We must reduce the dangers of fire-retardant chemicals | Herald Community Newspapers

By Todd Kaminsky

Our brave firefighters risk their lives every day to keep our communities safe. The least we can do is protect them from dangerous, cancer-causing chemicals.

The same goes for our children. We must do everything we can to keep them healthy and promote their growth. Making sure they don’t come into contact with dangerous chemicals that can cause serious intellectual and developmental disabilities is a good idea.

That’s why I sponsored the Firefighter and Family Protection Act, a bill that would ban toxic flame retardants in mattresses, furniture and electronic enclosures in New York. Our first responders and children are just too valuable to sell to chemical companies.

The statistics are terrifying: A New York University study found that flame retardant exposure in children resulted in severe IQ loss over a 15-year period. Worse, according to Dr. Leonardo Trasande, the study’s lead researcher, once a child is exposed to these toxins, the damage is irreversible.

Flame retardants evaporate from products such as furniture and mattresses and attach themselves to dust participles. When children play on the floor — or simply breathe in their home — they are at risk of being exposed. That’s not a risk worth taking. We cannot gamble with the health of our children.

As if flame retardants weren’t toxic enough, these chemicals become even more dangerous during a fire, when they combine with other substances to produce potent compounds. They can seep into firefighters’ protective gear and into their respirators, putting our first responders at great risk of contracting cancer.

And the dangers of flame retardants to firefighters don’t end when they make their way out of burning buildings. These toxic chemicals stick to firefighters’ equipment and make their way back to their fire stations and homes with them, exponentially increasing the likelihood of exposure.

Cancer poses a serious threat to our firefighters, accounting for nearly two-thirds of all on-the-job deaths between 2002 and 2019. Firefighters have developed cancer at an alarming rate and are at a 14 percent greater risk of death than the general public. Studies have shown that firefighters have double the risk of developing mesothelioma than civilians. That’s why unions representing both volunteers and firefighters in New York City have endorsed my bill. Our firefighters are willing to risk their lives and are there for us day in and day out. It’s time we got theirs and took this small step to keep them safe.

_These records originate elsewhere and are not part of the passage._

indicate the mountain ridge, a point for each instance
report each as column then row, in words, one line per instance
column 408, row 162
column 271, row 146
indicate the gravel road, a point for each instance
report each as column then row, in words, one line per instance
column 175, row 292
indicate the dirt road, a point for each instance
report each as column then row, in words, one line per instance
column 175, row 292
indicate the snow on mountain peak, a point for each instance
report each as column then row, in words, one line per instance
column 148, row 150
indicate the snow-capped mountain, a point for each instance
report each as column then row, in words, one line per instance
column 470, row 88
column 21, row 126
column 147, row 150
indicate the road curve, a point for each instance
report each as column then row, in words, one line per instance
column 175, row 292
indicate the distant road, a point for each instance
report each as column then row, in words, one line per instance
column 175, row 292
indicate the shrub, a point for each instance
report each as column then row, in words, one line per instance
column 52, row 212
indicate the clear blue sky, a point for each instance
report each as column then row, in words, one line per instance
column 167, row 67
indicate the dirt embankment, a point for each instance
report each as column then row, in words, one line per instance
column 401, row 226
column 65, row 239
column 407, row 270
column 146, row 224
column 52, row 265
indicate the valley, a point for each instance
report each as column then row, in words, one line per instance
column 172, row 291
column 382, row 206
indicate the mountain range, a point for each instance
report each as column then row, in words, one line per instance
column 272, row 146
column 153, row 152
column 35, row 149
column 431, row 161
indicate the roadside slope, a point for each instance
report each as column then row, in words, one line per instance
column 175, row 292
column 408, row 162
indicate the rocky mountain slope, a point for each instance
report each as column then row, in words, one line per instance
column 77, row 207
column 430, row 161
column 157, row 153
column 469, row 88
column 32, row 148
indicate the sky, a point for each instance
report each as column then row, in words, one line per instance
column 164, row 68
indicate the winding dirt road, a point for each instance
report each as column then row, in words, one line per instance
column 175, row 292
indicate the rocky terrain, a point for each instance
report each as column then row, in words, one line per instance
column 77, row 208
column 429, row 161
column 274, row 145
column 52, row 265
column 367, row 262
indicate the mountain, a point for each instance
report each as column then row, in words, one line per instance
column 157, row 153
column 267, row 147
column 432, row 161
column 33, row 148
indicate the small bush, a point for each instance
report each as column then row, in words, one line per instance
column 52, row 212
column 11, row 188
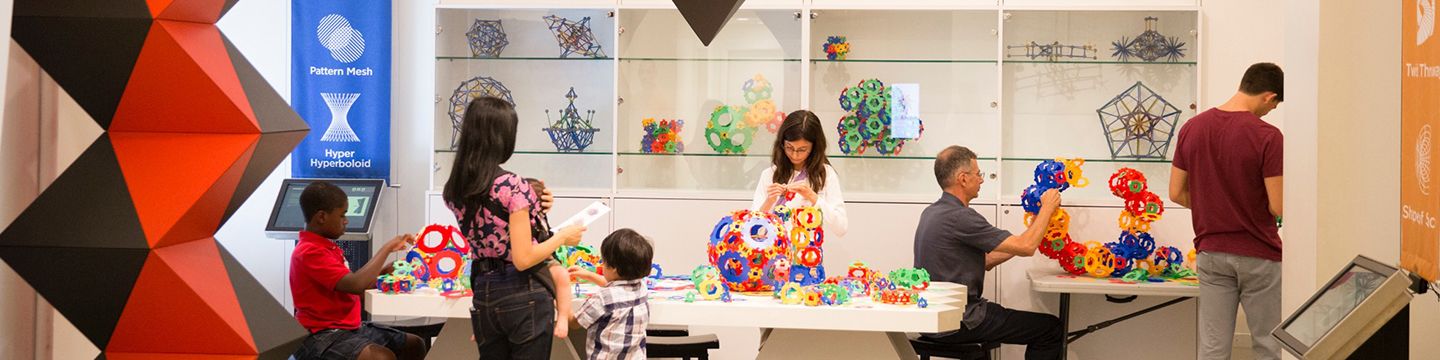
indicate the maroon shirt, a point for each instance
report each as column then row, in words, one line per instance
column 1229, row 156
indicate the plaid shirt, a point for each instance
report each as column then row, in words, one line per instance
column 615, row 320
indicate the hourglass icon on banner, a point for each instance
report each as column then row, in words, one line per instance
column 339, row 130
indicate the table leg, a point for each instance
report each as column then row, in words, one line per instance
column 1064, row 323
column 791, row 343
column 454, row 343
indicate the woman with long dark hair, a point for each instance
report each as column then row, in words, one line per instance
column 801, row 173
column 500, row 213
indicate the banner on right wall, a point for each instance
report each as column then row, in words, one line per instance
column 1419, row 113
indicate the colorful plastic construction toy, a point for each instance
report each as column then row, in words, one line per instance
column 727, row 133
column 663, row 137
column 487, row 38
column 1149, row 45
column 867, row 123
column 575, row 36
column 572, row 133
column 761, row 110
column 835, row 48
column 732, row 130
column 1051, row 51
column 745, row 245
column 439, row 261
column 1129, row 257
column 1138, row 123
column 579, row 255
column 471, row 90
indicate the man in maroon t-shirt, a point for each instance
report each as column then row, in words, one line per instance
column 327, row 294
column 1229, row 172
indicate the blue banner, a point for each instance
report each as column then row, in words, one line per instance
column 340, row 85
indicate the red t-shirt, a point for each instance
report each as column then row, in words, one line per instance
column 1229, row 156
column 314, row 270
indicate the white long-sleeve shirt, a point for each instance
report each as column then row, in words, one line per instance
column 830, row 200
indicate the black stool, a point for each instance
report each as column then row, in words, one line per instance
column 965, row 352
column 667, row 331
column 684, row 347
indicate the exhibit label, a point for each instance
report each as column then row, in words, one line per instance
column 340, row 85
column 1419, row 114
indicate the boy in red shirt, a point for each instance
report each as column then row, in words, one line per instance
column 327, row 294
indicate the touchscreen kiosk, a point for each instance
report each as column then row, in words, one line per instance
column 287, row 218
column 1347, row 311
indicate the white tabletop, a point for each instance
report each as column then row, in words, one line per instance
column 1054, row 280
column 946, row 306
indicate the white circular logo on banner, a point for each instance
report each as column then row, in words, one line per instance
column 346, row 43
column 1423, row 159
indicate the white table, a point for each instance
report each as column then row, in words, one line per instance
column 861, row 330
column 1054, row 280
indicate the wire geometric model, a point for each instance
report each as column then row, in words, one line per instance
column 121, row 244
column 575, row 36
column 1149, row 45
column 867, row 120
column 487, row 38
column 1138, row 123
column 1053, row 51
column 663, row 137
column 339, row 130
column 570, row 133
column 467, row 91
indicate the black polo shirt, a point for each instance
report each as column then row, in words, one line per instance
column 951, row 244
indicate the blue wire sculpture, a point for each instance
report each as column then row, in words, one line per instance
column 1138, row 124
column 572, row 133
column 1053, row 51
column 1149, row 45
column 575, row 36
column 487, row 38
column 471, row 90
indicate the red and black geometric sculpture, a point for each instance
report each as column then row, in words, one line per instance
column 123, row 241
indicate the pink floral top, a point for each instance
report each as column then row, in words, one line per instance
column 488, row 232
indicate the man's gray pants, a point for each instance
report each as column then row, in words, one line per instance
column 1227, row 281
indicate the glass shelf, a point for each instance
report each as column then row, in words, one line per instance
column 1100, row 62
column 539, row 153
column 522, row 58
column 907, row 61
column 702, row 59
column 768, row 156
column 1096, row 160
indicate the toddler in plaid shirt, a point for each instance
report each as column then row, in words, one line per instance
column 617, row 316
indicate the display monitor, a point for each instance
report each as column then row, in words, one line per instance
column 1347, row 311
column 287, row 218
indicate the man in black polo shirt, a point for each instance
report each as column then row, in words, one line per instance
column 955, row 244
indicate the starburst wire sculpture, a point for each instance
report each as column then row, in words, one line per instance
column 572, row 133
column 1149, row 45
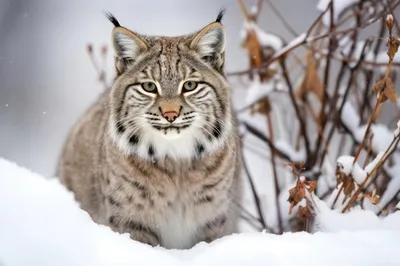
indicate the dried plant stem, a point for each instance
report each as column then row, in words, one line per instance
column 382, row 160
column 255, row 193
column 337, row 196
column 371, row 120
column 368, row 151
column 303, row 130
column 275, row 173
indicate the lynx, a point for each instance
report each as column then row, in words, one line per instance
column 157, row 156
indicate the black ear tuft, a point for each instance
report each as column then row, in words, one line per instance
column 112, row 19
column 220, row 15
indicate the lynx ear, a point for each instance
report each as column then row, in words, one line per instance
column 127, row 45
column 210, row 41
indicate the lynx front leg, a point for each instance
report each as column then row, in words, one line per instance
column 216, row 228
column 137, row 230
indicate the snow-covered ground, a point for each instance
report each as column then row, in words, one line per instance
column 41, row 224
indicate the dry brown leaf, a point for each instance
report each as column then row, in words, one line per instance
column 348, row 185
column 386, row 87
column 304, row 212
column 296, row 195
column 390, row 91
column 393, row 46
column 253, row 46
column 311, row 185
column 311, row 81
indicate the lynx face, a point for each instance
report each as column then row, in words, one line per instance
column 170, row 97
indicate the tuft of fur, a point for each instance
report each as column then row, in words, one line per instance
column 221, row 14
column 157, row 155
column 112, row 19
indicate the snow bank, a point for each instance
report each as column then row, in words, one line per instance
column 41, row 225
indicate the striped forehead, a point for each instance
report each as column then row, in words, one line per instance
column 167, row 69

Flame retardants are also harmful to our environment. Electronic disposal is one of the fastest growing waste problems in the world, growing 21 percent in just five years. When e-waste containing flame retardants is sent to landfill, incinerated or even recycled, there is a serious danger as these chemicals end up in our water and soil.

In addition, flame retardants do little to actually stop fires and prevent their spread. After conducting rigorous experiments, the U.S. Consumer Product Safety Commission concluded that “fire-retardant foams did not offer a practically significantly higher level of open flame safety than the untreated foams.” There’s no good reason why these potentially cancer-causing chemicals should continue to be added to products in our state.

Corporate chemical manufacturers and their lobbyists have used questionable tactics — including making up quotes in news stories — in a brazen effort to protect their products at the expense of our children and first responders. This shows their desperation and the growing strength of our efforts.

My bill would ban the sale of furniture, mattresses, and electronic enclosures containing flame retardants. It would also prohibit custom upholsterers from adding retarders to existing products. By containing these likely carcinogens, we can make significant progress in protecting the health and safety of our children and firefighters.

Thirteen other states have already taken similar measures to protect their citizens, as has the European Union. It is time for us to act too. With just days to go in the legislative session in Albany, it is imperative that the legislature implement this critical bill to protect the health of our children and first responders. They deserve nothing less.

Todd Kaminsky represents New York’s 9th Senate District and chairs the Senate Environmental Conservation Committee.